Saint Vincent (or getting very drunk part 1)
Saturday was the day of Saint Vincent. What is special about Saint Vincent is that he's the Patron Saint of wine. (The giveaway is in the Vin of Vincent).
Mr Frog's family are wine producers. More especially, champagne producers. As you can imagine this brings many benefits... and on Saint Vincent this means a lot of celebration.
The day began at 10h00 as we strolled in the bright, cold sunshine to the village church. The village has 400 inhabitants and they and the neighbouring villages were packed into the small church for the service. I don't know if it's my hormones at the moment (and I hadn't started on the champagne yet) but the service was extremely moving. The proceedings began with a procession led by two young children holding a pannier of brioche & champagne followed by the figure of Saint Vincent held high and a troupe of representative members from the different producing families in the parish. Each was dressed in a green cloak and black casquette for the men and beige chapeau with ribbons for the women carrying standards from the three producing domains in the parish.
Last year was a bumper harvest year (and I had made my small contribution cutting grapes last September). This was the largest volume harvested in most people's living memory and the quality of the grapes was remarkably high (quality is measured by high percentage of natural alcoholic value in the grape juice). So there was much to be thankful for at the service. Everyone in the church makes their living directly or indirectly by the results of the land. Sometimes you forget in the city how people's livelihood's are still determined by the such basic things as the weather.
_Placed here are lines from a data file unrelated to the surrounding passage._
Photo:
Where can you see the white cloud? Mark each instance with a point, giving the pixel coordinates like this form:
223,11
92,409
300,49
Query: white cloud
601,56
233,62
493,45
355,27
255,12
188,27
The village priest was clearly an old hand at this service. I was impressed by how he very clearly asserted the need for everyone to remember that whilst theirs was much to rejoice, this should also be used to help others. There were specific remarks to farming communities in Africa who are suffering through famine, Aids & enduring great poverty.
Following hymns, (it's all very well having the words on the order of service but I never know the music, so I just try and catch on quick to the chorus!) mass and a final blessing the congregation spilled out into the winter sunshine and we all made our way to the village hall.